Rétro F1 30 ans déjà : les jeux politiques de la saison 1993

Une domination qui dérange

A la charnière des années 80/90, la Formule 1 amorce un bond technologique conséquent avec l’essor de la télémétrie, la conception par ordinateur ainsi que les aides électroniques, Ferrari ayant ouvert la voie en 1989 avec la boîte de vitesse semi-automatique. Dès lors, une véritable course aux armements électronique s’engage, permettant aux écuries les plus solidement dotées en matière grise et en budgets, avec l’appui de grands constructeurs derrière, de développer des monoplaces de haut niveau. A ce jeu-là, Williams prend les devants et met au point en 1992 une redoutable FW14B dotée de l’antipatinage, de l’ABS et de la fameuse suspension active qui, couplée à un exceptionnel V10 Renault, devient une arme absolue. Nigel Mansell écrase la saison 1992 pour décrocher le titre mondial. Piquée a vif, McLaren emboite le pas et, malgré la parte du motoriste Honda fin 1992, se lance aussi dans la course aux puces électroniques.

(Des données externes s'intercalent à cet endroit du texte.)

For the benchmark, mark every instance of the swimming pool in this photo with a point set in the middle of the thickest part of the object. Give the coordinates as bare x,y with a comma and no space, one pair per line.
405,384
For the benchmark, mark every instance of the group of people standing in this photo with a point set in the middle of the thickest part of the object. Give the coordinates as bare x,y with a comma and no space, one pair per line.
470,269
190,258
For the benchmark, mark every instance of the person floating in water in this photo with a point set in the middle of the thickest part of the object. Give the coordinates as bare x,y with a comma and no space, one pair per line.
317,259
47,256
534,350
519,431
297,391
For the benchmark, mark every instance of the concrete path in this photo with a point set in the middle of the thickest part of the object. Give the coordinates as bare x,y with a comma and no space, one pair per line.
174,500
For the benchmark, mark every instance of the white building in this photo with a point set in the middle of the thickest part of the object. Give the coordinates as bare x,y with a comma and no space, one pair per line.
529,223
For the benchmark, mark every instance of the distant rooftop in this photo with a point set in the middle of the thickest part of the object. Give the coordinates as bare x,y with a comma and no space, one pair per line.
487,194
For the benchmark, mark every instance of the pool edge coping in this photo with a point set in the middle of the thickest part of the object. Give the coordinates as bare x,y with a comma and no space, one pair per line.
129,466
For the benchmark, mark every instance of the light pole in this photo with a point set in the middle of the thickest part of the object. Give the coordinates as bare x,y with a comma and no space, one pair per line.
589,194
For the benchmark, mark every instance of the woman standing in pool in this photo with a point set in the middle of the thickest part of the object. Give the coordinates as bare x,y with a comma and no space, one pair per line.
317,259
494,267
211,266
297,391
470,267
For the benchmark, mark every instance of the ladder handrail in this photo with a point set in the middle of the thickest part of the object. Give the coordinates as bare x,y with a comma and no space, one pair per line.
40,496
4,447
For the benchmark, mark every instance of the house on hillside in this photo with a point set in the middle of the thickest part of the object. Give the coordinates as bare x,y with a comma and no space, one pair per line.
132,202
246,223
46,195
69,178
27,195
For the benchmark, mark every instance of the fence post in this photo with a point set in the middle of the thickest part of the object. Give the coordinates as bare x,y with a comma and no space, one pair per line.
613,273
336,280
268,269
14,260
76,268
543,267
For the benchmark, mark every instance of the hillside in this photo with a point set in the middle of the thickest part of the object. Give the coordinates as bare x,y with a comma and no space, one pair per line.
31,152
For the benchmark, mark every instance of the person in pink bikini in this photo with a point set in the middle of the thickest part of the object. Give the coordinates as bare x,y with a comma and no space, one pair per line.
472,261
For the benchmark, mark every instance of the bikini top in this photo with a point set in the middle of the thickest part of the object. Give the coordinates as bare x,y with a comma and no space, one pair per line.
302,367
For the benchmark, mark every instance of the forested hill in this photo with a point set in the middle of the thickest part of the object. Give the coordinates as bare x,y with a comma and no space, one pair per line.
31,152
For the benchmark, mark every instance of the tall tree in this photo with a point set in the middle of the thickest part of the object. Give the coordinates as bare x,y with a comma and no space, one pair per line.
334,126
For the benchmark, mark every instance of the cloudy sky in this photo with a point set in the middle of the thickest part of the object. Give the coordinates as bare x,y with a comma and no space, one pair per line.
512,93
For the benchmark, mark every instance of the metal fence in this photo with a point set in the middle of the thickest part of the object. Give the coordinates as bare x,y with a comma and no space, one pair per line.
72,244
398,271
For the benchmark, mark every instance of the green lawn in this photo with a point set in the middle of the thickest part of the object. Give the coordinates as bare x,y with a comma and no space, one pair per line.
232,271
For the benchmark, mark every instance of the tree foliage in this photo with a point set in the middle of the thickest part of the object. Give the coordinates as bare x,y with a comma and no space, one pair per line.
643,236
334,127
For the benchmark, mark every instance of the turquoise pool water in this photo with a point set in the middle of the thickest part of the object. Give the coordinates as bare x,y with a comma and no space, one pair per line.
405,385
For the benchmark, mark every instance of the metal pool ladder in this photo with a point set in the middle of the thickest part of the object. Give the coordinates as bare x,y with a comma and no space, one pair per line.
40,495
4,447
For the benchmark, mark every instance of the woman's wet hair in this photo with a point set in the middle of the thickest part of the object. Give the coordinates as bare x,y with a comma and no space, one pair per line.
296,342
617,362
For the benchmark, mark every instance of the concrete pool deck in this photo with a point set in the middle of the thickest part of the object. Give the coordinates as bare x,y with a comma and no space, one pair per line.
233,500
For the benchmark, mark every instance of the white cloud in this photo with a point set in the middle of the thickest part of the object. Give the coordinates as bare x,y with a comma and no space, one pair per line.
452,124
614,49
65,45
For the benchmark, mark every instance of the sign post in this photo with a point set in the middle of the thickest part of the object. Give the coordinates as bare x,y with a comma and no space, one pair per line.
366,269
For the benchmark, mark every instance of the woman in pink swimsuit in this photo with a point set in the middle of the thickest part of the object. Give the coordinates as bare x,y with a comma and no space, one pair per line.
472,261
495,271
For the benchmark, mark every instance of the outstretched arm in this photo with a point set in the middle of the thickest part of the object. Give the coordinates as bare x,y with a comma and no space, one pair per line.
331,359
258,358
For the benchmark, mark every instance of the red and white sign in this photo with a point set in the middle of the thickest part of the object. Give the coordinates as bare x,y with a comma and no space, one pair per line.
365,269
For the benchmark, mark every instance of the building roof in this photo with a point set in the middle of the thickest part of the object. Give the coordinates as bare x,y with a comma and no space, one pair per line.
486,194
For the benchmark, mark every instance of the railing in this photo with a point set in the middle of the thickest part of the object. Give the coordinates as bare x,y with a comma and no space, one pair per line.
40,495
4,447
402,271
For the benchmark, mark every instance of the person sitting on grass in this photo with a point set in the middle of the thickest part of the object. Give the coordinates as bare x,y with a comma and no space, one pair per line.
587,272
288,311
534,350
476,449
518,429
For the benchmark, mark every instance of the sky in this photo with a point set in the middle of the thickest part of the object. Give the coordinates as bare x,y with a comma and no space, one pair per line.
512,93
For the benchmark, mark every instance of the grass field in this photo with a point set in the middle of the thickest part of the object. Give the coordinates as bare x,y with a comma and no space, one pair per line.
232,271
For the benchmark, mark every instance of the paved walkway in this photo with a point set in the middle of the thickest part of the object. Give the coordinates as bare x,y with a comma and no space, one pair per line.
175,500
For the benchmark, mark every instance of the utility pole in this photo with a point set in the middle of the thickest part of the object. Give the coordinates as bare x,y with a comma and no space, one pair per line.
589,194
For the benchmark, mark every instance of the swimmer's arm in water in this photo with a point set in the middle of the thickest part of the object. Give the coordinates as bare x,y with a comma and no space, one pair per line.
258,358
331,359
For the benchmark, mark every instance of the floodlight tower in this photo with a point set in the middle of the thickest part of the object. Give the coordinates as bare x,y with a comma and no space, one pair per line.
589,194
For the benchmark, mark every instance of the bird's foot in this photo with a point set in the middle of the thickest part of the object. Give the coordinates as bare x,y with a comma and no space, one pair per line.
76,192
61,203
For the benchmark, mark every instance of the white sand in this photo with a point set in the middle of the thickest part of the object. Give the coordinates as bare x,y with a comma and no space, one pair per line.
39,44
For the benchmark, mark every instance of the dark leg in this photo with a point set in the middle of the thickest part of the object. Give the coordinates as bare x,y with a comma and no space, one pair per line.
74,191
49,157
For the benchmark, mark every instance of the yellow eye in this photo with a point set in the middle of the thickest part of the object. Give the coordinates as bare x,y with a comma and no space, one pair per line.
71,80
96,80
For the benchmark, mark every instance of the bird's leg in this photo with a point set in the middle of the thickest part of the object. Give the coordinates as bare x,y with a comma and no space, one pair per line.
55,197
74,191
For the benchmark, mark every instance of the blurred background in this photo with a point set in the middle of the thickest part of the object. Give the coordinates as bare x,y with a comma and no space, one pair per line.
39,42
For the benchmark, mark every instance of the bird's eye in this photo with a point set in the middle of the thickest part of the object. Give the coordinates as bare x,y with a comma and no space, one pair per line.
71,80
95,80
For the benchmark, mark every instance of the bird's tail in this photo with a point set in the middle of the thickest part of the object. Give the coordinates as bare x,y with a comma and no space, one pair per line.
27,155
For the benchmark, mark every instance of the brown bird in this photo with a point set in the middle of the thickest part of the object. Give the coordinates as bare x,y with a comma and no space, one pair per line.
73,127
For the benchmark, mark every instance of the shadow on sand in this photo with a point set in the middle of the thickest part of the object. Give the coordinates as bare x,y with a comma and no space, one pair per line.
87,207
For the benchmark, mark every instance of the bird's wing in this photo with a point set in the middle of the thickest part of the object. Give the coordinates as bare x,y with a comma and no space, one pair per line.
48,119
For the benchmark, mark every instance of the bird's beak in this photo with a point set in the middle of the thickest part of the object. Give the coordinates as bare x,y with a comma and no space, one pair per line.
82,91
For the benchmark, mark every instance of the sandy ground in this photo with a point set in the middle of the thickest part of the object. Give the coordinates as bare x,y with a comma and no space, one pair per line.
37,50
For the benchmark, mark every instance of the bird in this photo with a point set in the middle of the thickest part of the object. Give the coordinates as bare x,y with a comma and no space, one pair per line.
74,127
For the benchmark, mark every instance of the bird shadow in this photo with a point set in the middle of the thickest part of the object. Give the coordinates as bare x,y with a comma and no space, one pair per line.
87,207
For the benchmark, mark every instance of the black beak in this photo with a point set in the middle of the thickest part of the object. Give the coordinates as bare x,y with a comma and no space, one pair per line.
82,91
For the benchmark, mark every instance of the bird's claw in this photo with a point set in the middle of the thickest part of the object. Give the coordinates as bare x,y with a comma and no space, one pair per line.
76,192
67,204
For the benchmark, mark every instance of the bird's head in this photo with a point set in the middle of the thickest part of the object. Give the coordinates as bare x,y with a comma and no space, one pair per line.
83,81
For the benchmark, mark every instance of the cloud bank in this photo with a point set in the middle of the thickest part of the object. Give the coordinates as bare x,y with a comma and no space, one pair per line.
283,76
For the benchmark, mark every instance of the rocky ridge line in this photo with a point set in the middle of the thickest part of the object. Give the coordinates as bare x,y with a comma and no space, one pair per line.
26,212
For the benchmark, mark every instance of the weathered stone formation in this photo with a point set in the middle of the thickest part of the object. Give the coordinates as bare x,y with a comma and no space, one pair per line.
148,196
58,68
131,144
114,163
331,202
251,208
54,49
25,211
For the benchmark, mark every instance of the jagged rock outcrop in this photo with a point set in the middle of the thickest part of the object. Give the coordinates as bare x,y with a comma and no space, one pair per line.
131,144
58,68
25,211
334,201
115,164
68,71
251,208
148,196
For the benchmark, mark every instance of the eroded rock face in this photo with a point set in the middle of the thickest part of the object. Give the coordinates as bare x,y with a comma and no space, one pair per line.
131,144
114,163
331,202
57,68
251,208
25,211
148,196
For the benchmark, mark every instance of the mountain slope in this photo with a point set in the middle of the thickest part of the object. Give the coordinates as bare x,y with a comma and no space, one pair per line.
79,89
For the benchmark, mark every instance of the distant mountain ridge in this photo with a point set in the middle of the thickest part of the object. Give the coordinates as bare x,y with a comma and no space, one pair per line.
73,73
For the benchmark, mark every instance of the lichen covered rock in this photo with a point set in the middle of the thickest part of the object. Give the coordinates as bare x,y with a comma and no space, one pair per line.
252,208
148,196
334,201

Cette année-là déjà, la domination de Williams-Renault fait grincer des dents. Orpheline du duel Prost-Senna qui avait tant fait pour le succès planétaire du business F1, cette domination sans partage ou presque de Williams dérange le « boss » de la F1 Bernie Ecclestone, obnubilé par le show, mais aussi les rivaux de l’écurie anglaise. Et c’est sans compter aussi sur l’arrivée au pouvoir à la tête de la FISA, depuis fin 1991, de Max Mosley, ancien fondateur de March, ancien bras droit juridique d’Ecclestone et dont l’inimitié avec les autres teams managers britanniques comme Williams et McLaren est notoire. Dès 1992 donc, les premières salves sont tirées par Mosley, visant alors le carburant Elf du moteur V10 Renault et, in fine, la domination de l’écurie britannique et du motoriste français. Le pétrolier avait été accusé de tricher en utilisant des carburants non conformes, alors que Mosley, dont le cheval de bataille officiel était la « réduction des coûts » et « l’écologie », en accord avec Ecclestone, avait fait le forcing pour imposer des carburants standards issus du commerce (un comble quand on sait comment l’écurie Brabham d’Ecclestone avait gagné le titre mondial en 1983 avec un carburant illégal). Des menaces de disqualification avaient pesé sur Williams mais finalement le tandem Mosley-Ecclestone avait joué la carte de la conciliation face à la fronde et à la puissance politique des pétroliers, Elf ayant réussi à fédérer les autres industriels derrière lui. Il n’en sera rien en 1993 !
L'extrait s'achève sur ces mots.